CPU Metric Load Average1. Concept Introduction 1.1 Linux system process status
In Linux, process has the following states: Runnable (ready state); blocked waiting for a event to complete (blocking waits a time for completion, the process of this state may be waiting for one I/O operation to get the data , or the result of a system call, etc.); running (executing).
If a process is in the runnable state, that is, it and other process in the same runnable state wait for CPU time, instead of getting CPU time immediately, i.e. "ready" state, which means that it can be executed at any time but not in execution, this state does not consume CPU time. The waiting queue they form is known as the Run queue,run queue, which indicates the longer queues to wait for. Linux scheduling process, from the runnable queue (Run queue), select a process next execution, then this process will get CPU time, become running state.

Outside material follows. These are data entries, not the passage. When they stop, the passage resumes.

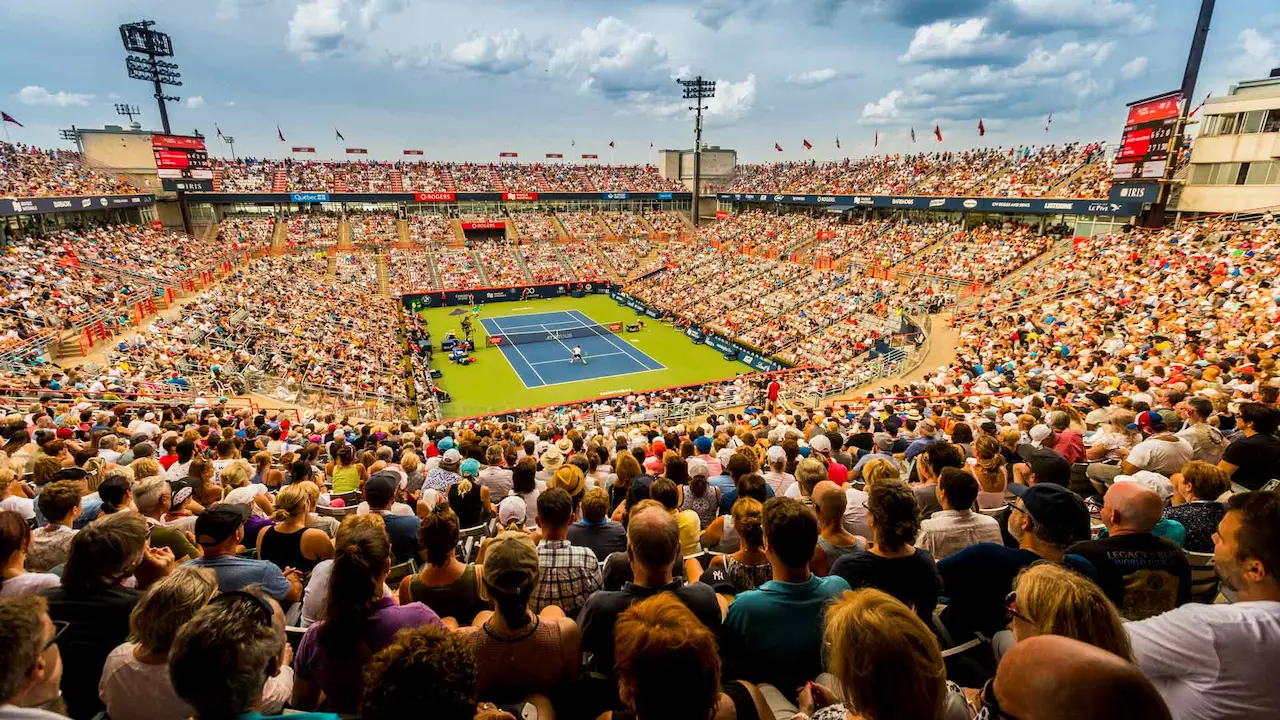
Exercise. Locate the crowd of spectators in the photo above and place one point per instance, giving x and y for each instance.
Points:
(27, 171)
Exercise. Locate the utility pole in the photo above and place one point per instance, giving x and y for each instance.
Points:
(698, 90)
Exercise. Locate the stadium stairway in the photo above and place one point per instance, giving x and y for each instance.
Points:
(480, 270)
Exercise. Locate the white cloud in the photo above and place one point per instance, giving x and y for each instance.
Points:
(37, 95)
(615, 59)
(886, 109)
(1257, 53)
(318, 28)
(732, 99)
(949, 41)
(1134, 69)
(813, 78)
(503, 53)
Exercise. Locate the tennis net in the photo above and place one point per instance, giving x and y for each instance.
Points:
(554, 335)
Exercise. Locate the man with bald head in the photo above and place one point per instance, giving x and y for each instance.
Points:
(1057, 678)
(1143, 574)
(653, 547)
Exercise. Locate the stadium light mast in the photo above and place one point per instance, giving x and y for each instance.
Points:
(149, 46)
(698, 90)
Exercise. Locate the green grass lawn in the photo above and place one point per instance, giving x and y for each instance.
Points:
(492, 386)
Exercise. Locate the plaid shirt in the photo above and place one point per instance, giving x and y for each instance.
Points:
(570, 574)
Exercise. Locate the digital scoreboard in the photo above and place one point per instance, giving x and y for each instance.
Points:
(1150, 139)
(182, 163)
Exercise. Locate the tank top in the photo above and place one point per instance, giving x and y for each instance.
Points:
(836, 552)
(286, 550)
(705, 506)
(538, 651)
(746, 577)
(346, 479)
(458, 600)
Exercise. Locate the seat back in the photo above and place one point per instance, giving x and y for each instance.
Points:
(1203, 575)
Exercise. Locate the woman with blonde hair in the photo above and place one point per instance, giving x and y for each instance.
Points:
(988, 469)
(885, 662)
(1050, 600)
(291, 543)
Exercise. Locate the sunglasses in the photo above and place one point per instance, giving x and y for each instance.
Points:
(991, 709)
(1011, 607)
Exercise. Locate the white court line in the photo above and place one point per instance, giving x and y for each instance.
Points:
(624, 349)
(512, 365)
(593, 358)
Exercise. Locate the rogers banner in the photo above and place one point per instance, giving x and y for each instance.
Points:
(177, 141)
(434, 196)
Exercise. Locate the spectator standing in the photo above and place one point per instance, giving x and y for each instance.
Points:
(773, 634)
(956, 525)
(1217, 661)
(359, 620)
(891, 563)
(1143, 574)
(595, 531)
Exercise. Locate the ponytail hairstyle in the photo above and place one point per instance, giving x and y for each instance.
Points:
(114, 491)
(749, 520)
(356, 583)
(438, 534)
(292, 501)
(14, 536)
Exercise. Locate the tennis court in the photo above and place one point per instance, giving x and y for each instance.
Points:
(540, 361)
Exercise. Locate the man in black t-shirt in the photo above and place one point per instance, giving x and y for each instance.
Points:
(1253, 459)
(1144, 575)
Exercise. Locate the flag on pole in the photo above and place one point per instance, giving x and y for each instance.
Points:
(1192, 114)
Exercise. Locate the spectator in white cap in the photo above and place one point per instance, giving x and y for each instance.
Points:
(777, 477)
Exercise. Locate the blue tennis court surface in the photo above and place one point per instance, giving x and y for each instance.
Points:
(539, 364)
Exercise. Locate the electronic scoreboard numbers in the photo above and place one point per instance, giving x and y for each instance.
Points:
(1150, 139)
(182, 163)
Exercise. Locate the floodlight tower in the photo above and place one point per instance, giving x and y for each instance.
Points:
(698, 90)
(151, 44)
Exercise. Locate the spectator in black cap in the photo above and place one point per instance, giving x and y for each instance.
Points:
(380, 495)
(219, 532)
(1045, 519)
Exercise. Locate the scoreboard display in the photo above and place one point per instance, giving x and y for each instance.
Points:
(1150, 139)
(182, 163)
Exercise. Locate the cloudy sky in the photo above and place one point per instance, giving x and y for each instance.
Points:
(464, 81)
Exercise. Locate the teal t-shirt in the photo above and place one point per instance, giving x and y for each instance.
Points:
(773, 634)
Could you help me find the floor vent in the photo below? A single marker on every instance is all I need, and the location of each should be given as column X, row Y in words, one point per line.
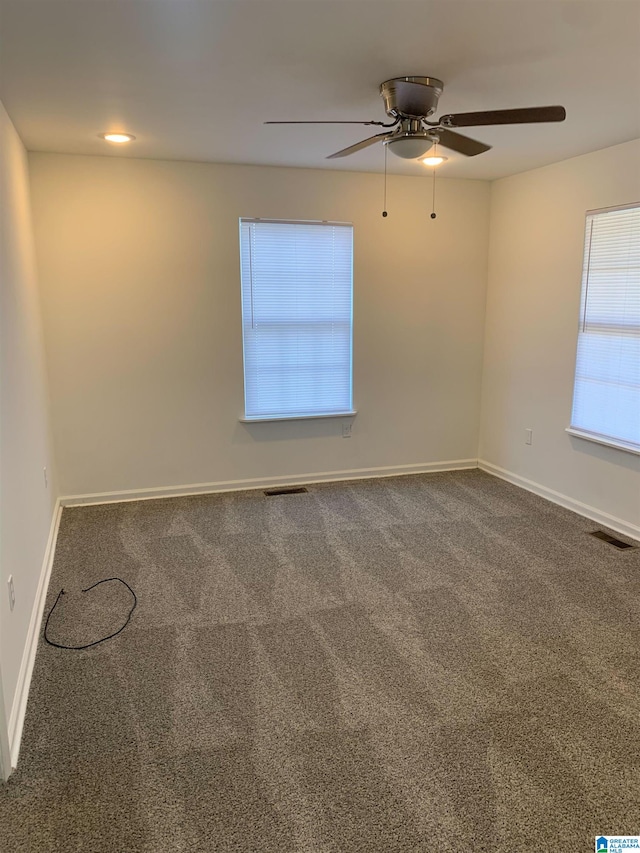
column 286, row 491
column 600, row 534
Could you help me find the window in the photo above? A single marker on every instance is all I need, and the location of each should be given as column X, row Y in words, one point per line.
column 606, row 400
column 297, row 320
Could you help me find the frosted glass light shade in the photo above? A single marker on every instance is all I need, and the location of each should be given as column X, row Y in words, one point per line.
column 410, row 147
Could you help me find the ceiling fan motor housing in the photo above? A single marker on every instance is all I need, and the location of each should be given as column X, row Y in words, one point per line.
column 411, row 101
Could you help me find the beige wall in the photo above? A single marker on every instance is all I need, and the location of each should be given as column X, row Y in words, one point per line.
column 535, row 269
column 26, row 506
column 141, row 295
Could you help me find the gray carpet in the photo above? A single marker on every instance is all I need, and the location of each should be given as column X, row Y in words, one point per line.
column 436, row 662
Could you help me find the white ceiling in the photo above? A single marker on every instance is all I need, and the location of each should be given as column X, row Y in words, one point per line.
column 195, row 79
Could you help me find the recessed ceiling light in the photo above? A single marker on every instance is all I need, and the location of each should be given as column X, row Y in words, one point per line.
column 117, row 137
column 434, row 161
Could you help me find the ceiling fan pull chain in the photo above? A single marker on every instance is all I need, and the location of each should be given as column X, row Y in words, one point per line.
column 384, row 205
column 433, row 198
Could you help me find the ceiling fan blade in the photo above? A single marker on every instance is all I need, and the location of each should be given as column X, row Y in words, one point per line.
column 379, row 137
column 380, row 123
column 462, row 144
column 527, row 115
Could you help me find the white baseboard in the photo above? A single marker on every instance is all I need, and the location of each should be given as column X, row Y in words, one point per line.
column 267, row 482
column 19, row 708
column 597, row 515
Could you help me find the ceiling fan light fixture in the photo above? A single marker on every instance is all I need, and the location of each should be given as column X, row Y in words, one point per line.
column 409, row 147
column 434, row 160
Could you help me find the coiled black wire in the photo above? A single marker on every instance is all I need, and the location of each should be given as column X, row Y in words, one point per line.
column 96, row 642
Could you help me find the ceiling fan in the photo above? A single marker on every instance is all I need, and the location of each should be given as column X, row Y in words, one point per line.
column 409, row 101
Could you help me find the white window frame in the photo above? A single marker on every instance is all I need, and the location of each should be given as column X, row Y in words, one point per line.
column 581, row 430
column 247, row 324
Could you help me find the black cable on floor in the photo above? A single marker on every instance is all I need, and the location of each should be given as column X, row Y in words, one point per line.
column 96, row 642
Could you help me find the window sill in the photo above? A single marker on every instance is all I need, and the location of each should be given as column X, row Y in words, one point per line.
column 266, row 419
column 601, row 439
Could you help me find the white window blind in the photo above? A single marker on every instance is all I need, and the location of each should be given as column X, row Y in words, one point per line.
column 606, row 401
column 297, row 286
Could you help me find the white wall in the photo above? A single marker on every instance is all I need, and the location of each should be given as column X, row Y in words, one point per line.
column 535, row 270
column 141, row 296
column 26, row 506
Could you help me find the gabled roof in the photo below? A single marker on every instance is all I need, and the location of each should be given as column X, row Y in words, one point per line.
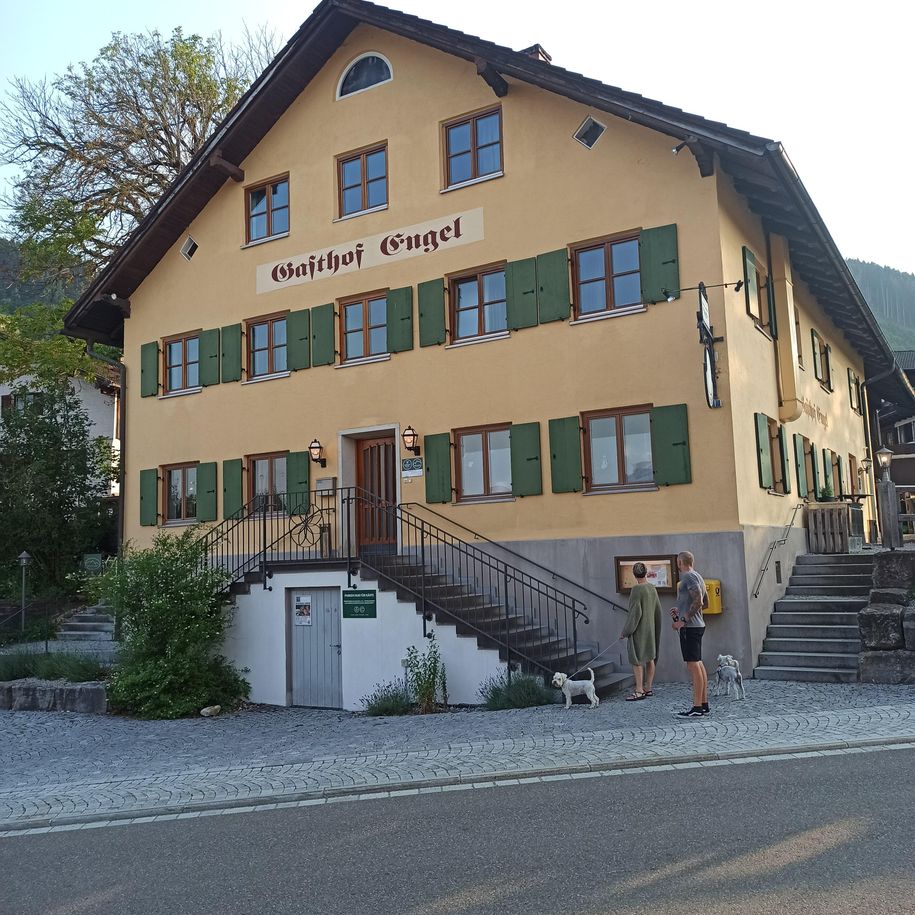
column 759, row 167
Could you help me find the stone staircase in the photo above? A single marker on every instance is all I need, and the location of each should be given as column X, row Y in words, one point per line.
column 813, row 634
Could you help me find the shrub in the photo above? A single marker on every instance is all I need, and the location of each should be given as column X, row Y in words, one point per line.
column 523, row 691
column 388, row 699
column 172, row 608
column 426, row 676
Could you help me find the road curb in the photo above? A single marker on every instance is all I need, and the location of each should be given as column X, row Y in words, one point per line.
column 416, row 785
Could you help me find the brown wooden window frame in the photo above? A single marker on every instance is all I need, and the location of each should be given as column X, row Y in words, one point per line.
column 262, row 185
column 478, row 273
column 270, row 320
column 362, row 155
column 607, row 242
column 366, row 327
column 183, row 339
column 487, row 495
column 166, row 470
column 617, row 413
column 471, row 119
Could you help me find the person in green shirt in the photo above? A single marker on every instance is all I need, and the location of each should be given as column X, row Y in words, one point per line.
column 643, row 630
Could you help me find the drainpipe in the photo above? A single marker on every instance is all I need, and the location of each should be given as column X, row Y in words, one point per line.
column 122, row 426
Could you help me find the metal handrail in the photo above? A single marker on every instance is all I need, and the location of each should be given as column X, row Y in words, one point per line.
column 773, row 546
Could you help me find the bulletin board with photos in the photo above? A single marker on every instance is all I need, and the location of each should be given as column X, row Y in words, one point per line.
column 662, row 572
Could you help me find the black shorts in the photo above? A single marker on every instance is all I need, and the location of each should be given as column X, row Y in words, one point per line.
column 691, row 642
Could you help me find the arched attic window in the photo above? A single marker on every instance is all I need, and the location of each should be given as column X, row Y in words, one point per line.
column 366, row 71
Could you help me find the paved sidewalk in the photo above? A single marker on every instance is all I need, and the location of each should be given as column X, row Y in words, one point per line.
column 57, row 768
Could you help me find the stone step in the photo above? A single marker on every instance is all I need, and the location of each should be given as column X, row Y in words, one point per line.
column 809, row 660
column 807, row 674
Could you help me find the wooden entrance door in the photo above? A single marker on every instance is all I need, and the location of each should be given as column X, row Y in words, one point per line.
column 376, row 476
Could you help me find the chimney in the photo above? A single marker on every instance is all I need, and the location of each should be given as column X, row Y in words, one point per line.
column 538, row 52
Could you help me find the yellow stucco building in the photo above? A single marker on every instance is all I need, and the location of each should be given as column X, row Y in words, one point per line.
column 403, row 229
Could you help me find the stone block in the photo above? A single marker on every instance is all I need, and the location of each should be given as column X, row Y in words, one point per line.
column 887, row 667
column 881, row 626
column 894, row 569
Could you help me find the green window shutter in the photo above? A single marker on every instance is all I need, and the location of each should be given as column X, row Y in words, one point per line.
column 209, row 357
column 800, row 465
column 763, row 452
column 298, row 482
column 322, row 334
column 149, row 369
column 206, row 492
column 437, row 449
column 232, row 488
column 554, row 297
column 659, row 264
column 786, row 462
column 431, row 312
column 670, row 455
column 231, row 353
column 521, row 293
column 149, row 497
column 565, row 454
column 525, row 451
column 400, row 319
column 298, row 331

The runnable and running states of the process are represented in the Linux system with the task_running global variable. Task_running indicates that the process is being executed by the CPU, or that it is ready to be dispatched by the scheduler at any time, and that it is in a ready state (runnable) if it is not executed by the CPU at this time, if the process is being executed by the CPU. It is said to be in the execution state (running). When a process runs in kernel code, we call it in the kernel state, and when a process is executing the user's own code, we call it user-state. When the system resource is already available, the process is awakened and ready to run, which is the ready state. These states are represented in the kernel in the same way, and are called task_running states. When a process has just been created, it is in the task_running state. The monitored load average is the task_running value, which refers to the sum of the process in running and runnable. For example: if there are 2 processes in running and 3 runnable, then the system load is 5.
1.2 Load Average Overview
Load average is the load of the CPU, which contains information that is not CPU usage, but rather statistics on the sum of the number of processes that the CPU is processing and waiting for the CPU to process over a period of time, that is, the length of the CPU usage queue. It is also simple to say that the length of the process queue, load average data is to check the number of active processes every 5 seconds, and then calculate the value by the specific algorithm.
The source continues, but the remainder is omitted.